To breathe in the heady scent of the dancing bauhinia,
and imagine a life of blinding colours
in a house that is mine
- my very own! -
standing tall and proud
like the red ginger flower.

This is my dream, she murmurs,
slipping
            deeper
                     and further
                                      away
from the unbearable burden
of the city’s unrelenting roar.

Dreamer, 2019

I don’t always start out with a truth when I write or when I take a photograph, but a truth always finds me in the end.

I tell stories with words and with photographs. For children, my favourite audience because they are curious, honest, and not yet jaded by life’s responsibilities. For teens, the audience I identify with best, being sixteen at heart. And lastly, for adults, a state of being that I strenuously avoid every day. I tell stories from my own life and from the lives of others – real or imagined, obvious or unseen – but always inspired by the sights, sounds and smells of Asia.

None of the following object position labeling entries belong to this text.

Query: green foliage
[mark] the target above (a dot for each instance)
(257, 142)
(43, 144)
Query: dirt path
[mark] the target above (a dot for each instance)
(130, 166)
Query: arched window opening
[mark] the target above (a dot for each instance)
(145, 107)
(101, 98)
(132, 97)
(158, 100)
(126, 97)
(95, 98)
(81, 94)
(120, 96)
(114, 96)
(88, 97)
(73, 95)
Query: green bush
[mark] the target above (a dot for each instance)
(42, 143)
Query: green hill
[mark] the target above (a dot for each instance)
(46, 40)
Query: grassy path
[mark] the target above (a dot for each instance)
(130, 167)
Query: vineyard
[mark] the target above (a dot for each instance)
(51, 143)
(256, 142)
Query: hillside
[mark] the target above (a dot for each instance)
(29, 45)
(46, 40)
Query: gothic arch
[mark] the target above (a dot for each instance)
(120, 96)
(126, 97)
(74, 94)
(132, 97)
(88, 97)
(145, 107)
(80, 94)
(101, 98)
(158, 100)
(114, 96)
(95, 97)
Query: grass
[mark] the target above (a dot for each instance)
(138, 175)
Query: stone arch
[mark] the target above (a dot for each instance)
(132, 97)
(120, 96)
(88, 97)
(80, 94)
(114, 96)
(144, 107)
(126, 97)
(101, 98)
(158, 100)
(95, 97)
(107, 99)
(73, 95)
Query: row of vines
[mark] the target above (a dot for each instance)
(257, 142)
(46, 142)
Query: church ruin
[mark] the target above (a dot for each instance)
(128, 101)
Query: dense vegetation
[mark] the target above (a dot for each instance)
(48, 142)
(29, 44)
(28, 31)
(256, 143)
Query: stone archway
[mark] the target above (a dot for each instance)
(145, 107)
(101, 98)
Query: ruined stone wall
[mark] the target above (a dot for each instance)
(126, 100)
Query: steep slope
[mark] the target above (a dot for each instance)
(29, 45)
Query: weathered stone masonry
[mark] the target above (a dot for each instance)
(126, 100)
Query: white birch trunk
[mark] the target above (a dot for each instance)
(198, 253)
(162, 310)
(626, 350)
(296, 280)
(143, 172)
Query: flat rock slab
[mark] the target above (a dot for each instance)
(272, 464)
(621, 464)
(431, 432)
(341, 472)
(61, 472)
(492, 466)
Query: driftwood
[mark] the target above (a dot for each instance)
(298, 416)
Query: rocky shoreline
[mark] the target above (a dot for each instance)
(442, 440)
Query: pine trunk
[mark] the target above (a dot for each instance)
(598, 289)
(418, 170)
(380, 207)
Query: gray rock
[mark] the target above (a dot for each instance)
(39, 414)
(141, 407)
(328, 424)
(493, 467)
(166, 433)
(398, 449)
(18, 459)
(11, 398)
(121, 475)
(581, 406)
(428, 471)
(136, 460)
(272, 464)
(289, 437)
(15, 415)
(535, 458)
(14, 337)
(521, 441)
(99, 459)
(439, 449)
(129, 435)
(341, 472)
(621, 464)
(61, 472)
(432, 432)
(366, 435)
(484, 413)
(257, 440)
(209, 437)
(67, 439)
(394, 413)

Why do I do this? Because, at the heart of every good story, there is a truth. Sometimes, if it’s an excellent story, there are many truths.

It is because of these truths that storytellers tell stories. Using words, pictures, music, dried pasta and, in extreme cases, taxidermied animals. It is also because of these truths that storytellers are driven by a singular, all-consuming, secret ambition: that each and every story they tell will burst open an emotional floodgate. Make people laugh uncontrollably, cry tears of the broken-hearted, or stare speechlessly into space. And, most importantly, not fall asleep from boredom.

Thankfully, there are multitudes of incredibly talented storytellers out there in the world. When we find them, my children and I read their stories and rave about them on our children’s book review blog, Stories That Stay With Us. The rest of the time, in between being a good-enough parent, wife, daughter and human being, I aspire to become one of those storytellers.

I fervently hope that you will discover at least one truth in the heart of all my stories. And if you find several truths … well, you will have made this storyteller very, very happy.